This winter, Eye Filmmuseum is presenting a major exhibition of work by the Belgian-Mexican artist Francis Alÿs. Alÿs is primarily known for his playful videos that are both engaged and poetic. These imaginative and rich observations of daily life are set in sometimes politically charged moments and places. A big spatial installation at Eye provides the setting for his impressive series Children’s Games.
Born in Belgium in 1959, Francis Alÿs trained as an architect in his home country and in Venice. In 1986 he moved to Mexico City, where he started to focus on visual art. On his many walks through the city, he started to study and record everyday life in and around the Mexican capital by means of simple yet striking performative actions.
His work involves making subtle interventions in daily life, and then capturing the effect with the help of video, photography, drawings and paintings. For example, Alÿs pulled a toy dog made of magnetic iron through the city, gathering all sorts of metal from the streets in the process, and he walked with a leaking tin of green paint along the Green Line, which in 1948 marked the border between Israel and Jordan. He also pushed a block of ice for nine hours through Mexico City until it had melted. Later in his career, Alÿs travelled as an ‘embedded war artist’ to Afghanistan, and since 2016 he has spent extended periods in Iraq, where he accompanies a Kurdish battalion and stays in refugee camps. Alÿs won the Eye Art & Film Prize (2018) for his work.
A remarkable chapter in the now extensive body of work of Francis Alÿs is his impressive series on children’s games played all over the world. This collection of short videos has been steadily growing since 1999. The most recent addition to the series is number 18, featuring children playing knucklebones in Nepal (Children’s Games 18 / Knucklebones, Kathmandu, Nepal, March 2017). In other videos, children kick a bottle up a steep street in Mexico City, play roughly with crickets in Venezuela, fly kites in Afghanistan, and ricochet stones on the sea near Tangier in Morocco.
Alÿs films in cities and villages, but also in places dominated by conflict and tension – such as Afghanistan or a Yazidi refugee camp in Iraq. Alÿs captures everything with a humane eye and mild amazement.
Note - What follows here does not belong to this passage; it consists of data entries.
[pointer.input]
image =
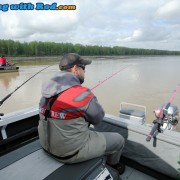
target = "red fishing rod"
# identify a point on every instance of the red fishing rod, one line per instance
(162, 114)
(107, 78)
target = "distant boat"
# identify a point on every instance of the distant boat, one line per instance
(7, 69)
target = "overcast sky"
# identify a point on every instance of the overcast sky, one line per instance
(149, 24)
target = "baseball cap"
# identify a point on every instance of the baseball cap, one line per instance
(71, 59)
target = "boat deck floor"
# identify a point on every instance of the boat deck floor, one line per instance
(31, 162)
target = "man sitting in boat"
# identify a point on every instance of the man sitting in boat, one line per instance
(3, 61)
(66, 111)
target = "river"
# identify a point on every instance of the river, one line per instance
(147, 81)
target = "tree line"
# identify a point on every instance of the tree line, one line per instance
(38, 48)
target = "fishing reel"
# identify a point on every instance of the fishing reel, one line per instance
(170, 118)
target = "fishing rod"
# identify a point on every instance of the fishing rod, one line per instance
(107, 78)
(4, 99)
(162, 114)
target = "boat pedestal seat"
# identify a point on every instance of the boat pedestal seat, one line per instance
(32, 162)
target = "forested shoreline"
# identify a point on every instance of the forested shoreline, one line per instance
(38, 48)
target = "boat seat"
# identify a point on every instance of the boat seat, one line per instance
(32, 162)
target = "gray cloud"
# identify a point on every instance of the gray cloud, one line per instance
(134, 23)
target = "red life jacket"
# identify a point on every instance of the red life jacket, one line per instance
(2, 61)
(70, 104)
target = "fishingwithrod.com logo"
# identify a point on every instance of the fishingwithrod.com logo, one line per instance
(38, 6)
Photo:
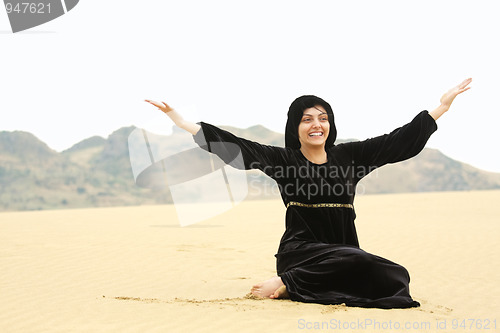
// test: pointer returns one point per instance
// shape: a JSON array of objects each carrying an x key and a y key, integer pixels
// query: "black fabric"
[{"x": 319, "y": 259}]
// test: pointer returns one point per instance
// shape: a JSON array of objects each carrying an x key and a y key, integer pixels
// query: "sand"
[{"x": 134, "y": 269}]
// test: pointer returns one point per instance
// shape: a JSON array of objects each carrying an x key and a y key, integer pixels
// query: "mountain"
[{"x": 97, "y": 172}]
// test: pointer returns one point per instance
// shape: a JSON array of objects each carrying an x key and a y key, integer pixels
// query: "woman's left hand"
[{"x": 449, "y": 96}]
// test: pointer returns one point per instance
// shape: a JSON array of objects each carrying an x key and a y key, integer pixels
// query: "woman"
[{"x": 319, "y": 259}]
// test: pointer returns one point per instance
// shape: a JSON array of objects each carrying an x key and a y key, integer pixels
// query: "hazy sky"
[{"x": 239, "y": 63}]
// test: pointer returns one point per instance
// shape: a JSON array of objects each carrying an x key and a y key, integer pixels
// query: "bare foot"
[
  {"x": 280, "y": 293},
  {"x": 267, "y": 288}
]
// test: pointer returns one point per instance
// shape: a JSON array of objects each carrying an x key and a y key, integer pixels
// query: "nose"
[{"x": 316, "y": 123}]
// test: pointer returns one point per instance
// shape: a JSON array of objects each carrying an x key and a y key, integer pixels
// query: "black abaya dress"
[{"x": 319, "y": 259}]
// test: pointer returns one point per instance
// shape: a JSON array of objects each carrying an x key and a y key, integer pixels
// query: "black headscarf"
[{"x": 295, "y": 114}]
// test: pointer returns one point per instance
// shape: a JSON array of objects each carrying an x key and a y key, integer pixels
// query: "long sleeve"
[
  {"x": 238, "y": 152},
  {"x": 399, "y": 145}
]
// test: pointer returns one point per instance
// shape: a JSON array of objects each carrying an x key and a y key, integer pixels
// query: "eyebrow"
[{"x": 310, "y": 115}]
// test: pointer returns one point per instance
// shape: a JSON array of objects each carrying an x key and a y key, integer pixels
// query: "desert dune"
[{"x": 135, "y": 269}]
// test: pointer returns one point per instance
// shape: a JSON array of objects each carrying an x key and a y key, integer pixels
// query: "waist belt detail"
[{"x": 300, "y": 204}]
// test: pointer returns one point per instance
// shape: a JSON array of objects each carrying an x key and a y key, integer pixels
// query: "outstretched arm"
[
  {"x": 176, "y": 117},
  {"x": 448, "y": 98}
]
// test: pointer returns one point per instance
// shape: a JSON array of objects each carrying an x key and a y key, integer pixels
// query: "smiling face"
[{"x": 314, "y": 127}]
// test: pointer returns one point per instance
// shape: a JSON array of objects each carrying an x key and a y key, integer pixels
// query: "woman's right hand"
[
  {"x": 176, "y": 117},
  {"x": 163, "y": 107}
]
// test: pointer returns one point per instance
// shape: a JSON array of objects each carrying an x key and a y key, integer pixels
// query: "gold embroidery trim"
[{"x": 300, "y": 204}]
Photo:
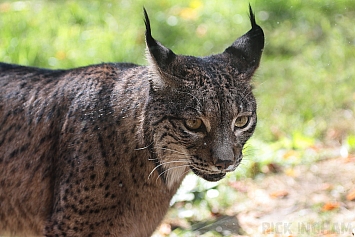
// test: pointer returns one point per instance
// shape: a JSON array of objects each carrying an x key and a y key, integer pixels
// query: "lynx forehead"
[{"x": 101, "y": 150}]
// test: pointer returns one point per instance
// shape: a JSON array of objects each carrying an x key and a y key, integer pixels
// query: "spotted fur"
[{"x": 101, "y": 150}]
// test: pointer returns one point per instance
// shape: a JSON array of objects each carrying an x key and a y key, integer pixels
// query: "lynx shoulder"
[{"x": 101, "y": 150}]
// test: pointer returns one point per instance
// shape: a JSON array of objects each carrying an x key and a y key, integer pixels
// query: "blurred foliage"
[{"x": 305, "y": 85}]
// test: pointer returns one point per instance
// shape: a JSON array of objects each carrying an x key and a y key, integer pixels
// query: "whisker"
[
  {"x": 142, "y": 148},
  {"x": 164, "y": 163},
  {"x": 180, "y": 166},
  {"x": 168, "y": 149}
]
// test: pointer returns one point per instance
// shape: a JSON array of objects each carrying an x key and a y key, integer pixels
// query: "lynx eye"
[
  {"x": 193, "y": 124},
  {"x": 241, "y": 122}
]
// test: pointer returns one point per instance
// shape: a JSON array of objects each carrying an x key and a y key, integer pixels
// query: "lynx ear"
[
  {"x": 158, "y": 56},
  {"x": 249, "y": 47}
]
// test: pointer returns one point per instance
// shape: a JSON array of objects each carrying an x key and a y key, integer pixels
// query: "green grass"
[
  {"x": 305, "y": 82},
  {"x": 305, "y": 85}
]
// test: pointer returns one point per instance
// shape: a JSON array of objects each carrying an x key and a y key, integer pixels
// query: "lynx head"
[{"x": 201, "y": 110}]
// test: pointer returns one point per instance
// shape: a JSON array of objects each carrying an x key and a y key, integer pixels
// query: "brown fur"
[{"x": 101, "y": 150}]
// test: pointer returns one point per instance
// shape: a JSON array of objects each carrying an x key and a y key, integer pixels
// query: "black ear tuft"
[
  {"x": 252, "y": 17},
  {"x": 148, "y": 32},
  {"x": 248, "y": 48}
]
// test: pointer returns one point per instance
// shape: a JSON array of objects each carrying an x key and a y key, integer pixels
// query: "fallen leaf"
[
  {"x": 279, "y": 194},
  {"x": 351, "y": 195},
  {"x": 330, "y": 206}
]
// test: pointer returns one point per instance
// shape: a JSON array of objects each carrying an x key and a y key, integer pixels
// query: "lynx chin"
[{"x": 100, "y": 150}]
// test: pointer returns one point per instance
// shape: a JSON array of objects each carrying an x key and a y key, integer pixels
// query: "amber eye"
[
  {"x": 193, "y": 124},
  {"x": 241, "y": 121}
]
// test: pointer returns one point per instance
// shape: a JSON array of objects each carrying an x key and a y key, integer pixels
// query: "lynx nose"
[{"x": 223, "y": 157}]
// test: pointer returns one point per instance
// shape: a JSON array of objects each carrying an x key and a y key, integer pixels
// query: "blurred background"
[{"x": 305, "y": 85}]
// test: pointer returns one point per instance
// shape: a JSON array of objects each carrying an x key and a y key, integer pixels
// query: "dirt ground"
[
  {"x": 316, "y": 200},
  {"x": 307, "y": 200}
]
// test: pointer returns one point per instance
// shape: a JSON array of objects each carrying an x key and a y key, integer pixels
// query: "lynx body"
[{"x": 101, "y": 150}]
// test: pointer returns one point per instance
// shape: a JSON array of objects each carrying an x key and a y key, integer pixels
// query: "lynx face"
[{"x": 202, "y": 110}]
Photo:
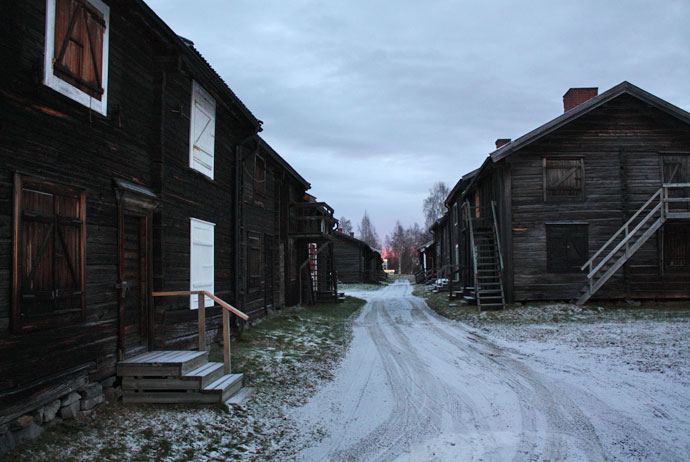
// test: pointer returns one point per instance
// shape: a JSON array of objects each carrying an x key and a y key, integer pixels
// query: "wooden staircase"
[
  {"x": 176, "y": 377},
  {"x": 662, "y": 206},
  {"x": 487, "y": 262}
]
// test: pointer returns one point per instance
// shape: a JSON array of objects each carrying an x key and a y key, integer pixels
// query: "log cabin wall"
[
  {"x": 186, "y": 193},
  {"x": 620, "y": 144},
  {"x": 349, "y": 259},
  {"x": 44, "y": 134}
]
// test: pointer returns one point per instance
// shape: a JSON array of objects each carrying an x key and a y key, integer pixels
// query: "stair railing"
[
  {"x": 201, "y": 317},
  {"x": 468, "y": 215},
  {"x": 496, "y": 236},
  {"x": 659, "y": 196}
]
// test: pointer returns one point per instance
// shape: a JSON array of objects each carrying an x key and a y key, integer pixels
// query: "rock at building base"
[
  {"x": 91, "y": 391},
  {"x": 113, "y": 394},
  {"x": 90, "y": 403},
  {"x": 51, "y": 410},
  {"x": 20, "y": 423},
  {"x": 69, "y": 411},
  {"x": 71, "y": 398},
  {"x": 7, "y": 443},
  {"x": 109, "y": 382},
  {"x": 31, "y": 432}
]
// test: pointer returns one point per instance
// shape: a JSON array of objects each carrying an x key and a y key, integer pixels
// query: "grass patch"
[
  {"x": 553, "y": 312},
  {"x": 285, "y": 358}
]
The games often echo the rituals, symbols, customs and insights of each particular society he looks at through his lens.
The artist follows the children patiently, moving with their movements, but he never gets involved in their games. Surrounding noises are audible: birds, crickets, the wind, the laugher and screams of children. We see the harsh conditions in which the children sometimes live. We are drawn into an extended moment in their lives. Despite the sometimes wretched conditions of war and poverty, the overarching mood among the children is bright and cheerful, even optimistic.